Plutôt que de répondre à des questions gênantes, on préfère déplacer le cadre du débat et réaffirmer un peu partout que la pilule reste le moyen de contraception le plus moderne. Qu’il s’agit d’une conquête du féminisme permettant à la femme de s’émanciper. Un argument de poids dans l’égalité homme-femme. Bref il est frappant de constater que la pilule incarne dorénavant et avant tout une avancée de notre société et pas du tout un moyen médical permettant de choisir le moment où l’on souhaite avoir un enfant… Peu importe semble-t-il quelle contienne des œstro-progestatifs qui ont sur l’organisme de nombreux effets et pas seulement celui de supprimer la fécondité.
 
La pilule, un médicament susceptible d’avoir des effets secondaires ? Vous n’y pensez pas ! Sans vouloir remettre en cause cette évolution des mœurs, on ne peut qu’être surpris en tant que médecin par la façon dont toutes ces questions sont occultées ou largement minimisées.
 
Après bientôt 50  ans de prescription de la pilule, les jeunes femmes qui se tournent vers ce moyen de contraception ne bénéficient d’aucune information médicale. Or, sur les implications de ce contraceptif, beaucoup d’informations ont été publiées et sont connues dans la sphère scientifique. Parlons-en ! Cessons de nous voiler la face : la pilule augmente les risques cardiovasculaires mais surtout elle favorise le cancer.

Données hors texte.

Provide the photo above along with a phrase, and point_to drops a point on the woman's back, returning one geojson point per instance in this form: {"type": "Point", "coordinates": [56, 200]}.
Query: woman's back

L’incidence du cancer du sein augmente chaque année de 2,4 % depuis les années 1980 et croyez-vous que la pilule n’y soit pour rien ? Les liens entre cancer et hormones ont été mis en évidence depuis fort longtemps. Et c’est pour cette raison que la contraception orale fait partie aux USA des facteurs de risques officiels du cancer du sein quand en France on préfère évoquer la prise d’alcool et l’obésité.
 
Près de 400  millions de pilules sont prises chaque année en France. Et les façons de l’utiliser évoluent vite. Entre l’âge moyen du premier rapport, et souvent de la première prescription, et l’âge moyen du premier enfant, plus de dix ans de prise de pilule se sont déjà écoulés. Sachant que la durée de traitement augmente le risque, il faudrait enfin adopter une attitude plus responsable, informer et conseiller de façon complète les femmes qui la choisissent. Ce n’est malheureusement pas ce qui est fait.
 
Après celui de Diane 35, le vrai scandale de la pilule est encore à venir.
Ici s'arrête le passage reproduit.